En violation de la Constitution, l’Assemblée Nationale, sur instruction du chef de l’exécutif, s’est érigée en tribunal pour condamner à mort des centaines de Guinéens sans leur présence et la défense de leurs avocats. Des milliers de Guinéens fuyant la misère et les persécutions ont été froidement abattus à nos frontières sous le régime PDG. En 1984, on avait crié « Plus jamais ça » , malheureusement dès 1985, des dizaines d’officiers accusés de coup d’Etat et les anciens bourreaux du PDG furent sommairement exécutés sans procès. En 2007, ce sont des centaines de jeunes manifestants qui furent massacrés par l’armée. La commission d’enquête constituée à cet effet pour faire la lumière sur ce crime abominable a été empêchée par le pouvoir de faire son travail. Ce crime est rentré dans l’oubli. Ce qui a permis à l’armée de récidiver en massacrant encore le 28 septembre 2009 les jeunes manifestants. Une preuve de plus de la domestication du Judiciaire par l’Exécutif, malgré l’inculpation des officiers militaires par la justice, Alpha Condé n’en a cure, il les maintient en fonction et fait obstruction à la justice. Comme pour le massacre de 2007, il espère que celui de 2009 finira aussi dans les placards de notre amnésie nationale. Les dizaines de jeunes assassinés ces cinq dernières années et les villageois de Zogota tués dans leur sommeil nous rappellent que nous n’avons pas encore fini avec nos démons de la violence d’Etat que certains veulent masquer dans une malhonnête opération de réconciliation nationale sous le contrôle de nos bourreaux.
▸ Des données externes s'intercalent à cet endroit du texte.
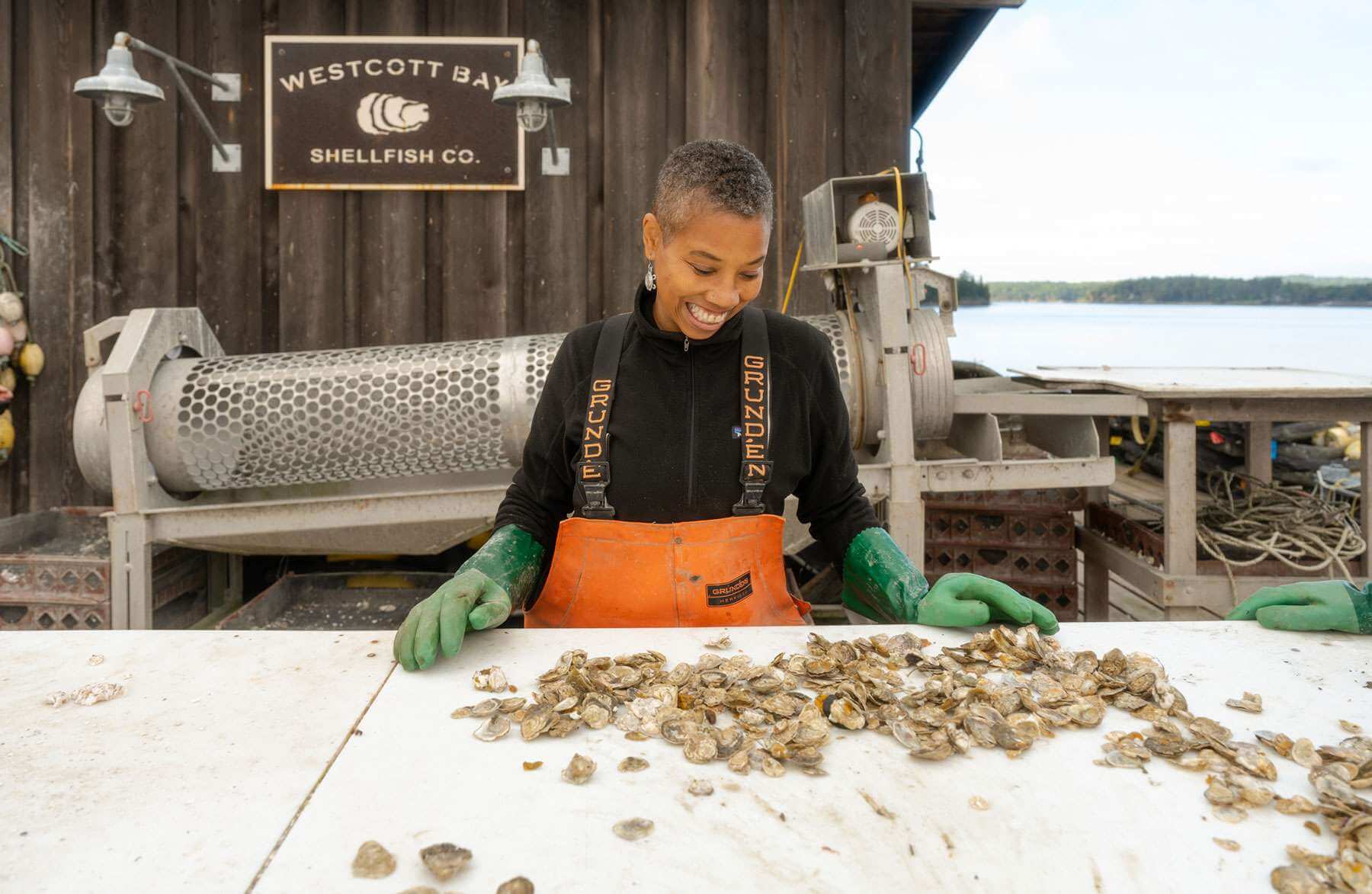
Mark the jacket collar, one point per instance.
(646, 325)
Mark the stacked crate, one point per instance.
(55, 573)
(1022, 538)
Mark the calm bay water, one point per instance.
(1024, 336)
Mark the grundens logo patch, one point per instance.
(733, 593)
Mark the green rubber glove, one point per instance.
(479, 597)
(1324, 605)
(960, 600)
(881, 583)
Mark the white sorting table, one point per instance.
(416, 777)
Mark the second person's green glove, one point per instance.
(881, 583)
(480, 595)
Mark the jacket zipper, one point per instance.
(691, 431)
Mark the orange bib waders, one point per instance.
(716, 572)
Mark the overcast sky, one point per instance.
(1109, 139)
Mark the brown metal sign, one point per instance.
(394, 113)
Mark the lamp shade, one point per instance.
(118, 79)
(531, 84)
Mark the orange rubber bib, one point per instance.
(720, 572)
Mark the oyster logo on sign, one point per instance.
(384, 113)
(391, 113)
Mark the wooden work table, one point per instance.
(262, 760)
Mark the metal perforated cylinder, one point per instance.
(310, 417)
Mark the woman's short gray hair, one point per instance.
(711, 176)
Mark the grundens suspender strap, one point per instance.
(755, 393)
(593, 463)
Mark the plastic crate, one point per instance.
(55, 573)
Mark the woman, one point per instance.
(672, 435)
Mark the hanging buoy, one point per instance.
(6, 435)
(11, 306)
(30, 360)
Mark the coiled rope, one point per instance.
(1274, 521)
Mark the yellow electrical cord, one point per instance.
(795, 266)
(900, 235)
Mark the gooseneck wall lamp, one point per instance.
(120, 89)
(534, 96)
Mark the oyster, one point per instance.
(700, 787)
(579, 770)
(596, 716)
(634, 828)
(372, 861)
(1229, 813)
(1297, 804)
(1250, 703)
(700, 749)
(445, 859)
(490, 681)
(535, 723)
(876, 805)
(1303, 755)
(493, 729)
(485, 710)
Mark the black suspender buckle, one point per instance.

A la lumière de ce passé et présent sanglants, nous voyons bien que personne n’est à l’abri de la fureur meurtrière d’individus sans foi ni loi.
Nous constatons aussi les graves conséquences d’un Judiciaire aux ordres.
Alexandre Hamilton, l’un des auteurs de la Constitution américaine, dans l’article 78 des « Federalist papers », défend le rôle du pouvoir judiciaire dans la structure constitutionnelle. Il y soutient « qu’il n’y a point de liberté si la puissance de juger n’est pas séparée de la puissance législative et de l’exécutrice(…) La liberté n’a rien n’a craindre du Judiciaire seul, mais surtout à craindre de son union avec l’un des deux autres pouvoirs ».
En Guinée, il faut être aveugle pour ne pas voir où nous a mené la fusion de ces trois pouvoirs entre les mains d’un seul : des milliers de vies humaines brisées et la faillite morale et économique de notre pays.

Lors de la première conférence de presse annonçant la création de notre parti l’Alliance des Forces Démocratiques AFD le 20 octobre 2014, j’ai insisté sur la nécessité d’une vaste réforme de la Justice. Nous devons engager de profondes réflexions sur l’organisation générale de notre système judiciaire et sur sa place dans notre Constitution. D’ores et déjà pour garantir l’indépendance du Judiciaire par rapport à l’Exécutif, le président de la République et le ministre de la Justice doivent être exclus respectivement de la présidence et de la vice-présidence du Conseil Supérieur de la Magistrature ou de tout autre future institution supervisant notre appareil judiciaire.
Ce sont les deux principes essentiels d’indépendance et de responsabilité du Judiciaire qui doivent garantir la primauté du droit.
C’est une question de vie ou de mort pour nous tous, mais aussi elle conditionne notre développement économique. Mais le pessimisme est permis dans la mesure où notre classe politique dans son ensemble, ne nous encourage pas à croire à leur farouche volonté d’instaurer un Etat de droit, car les simples voeux pieux ne suffisent pas. C’est un problème de fond qui questionne tous les acteurs de notre société sur notre ferme volonté de mettre fin à ce système hideux qui a détruit notre pays.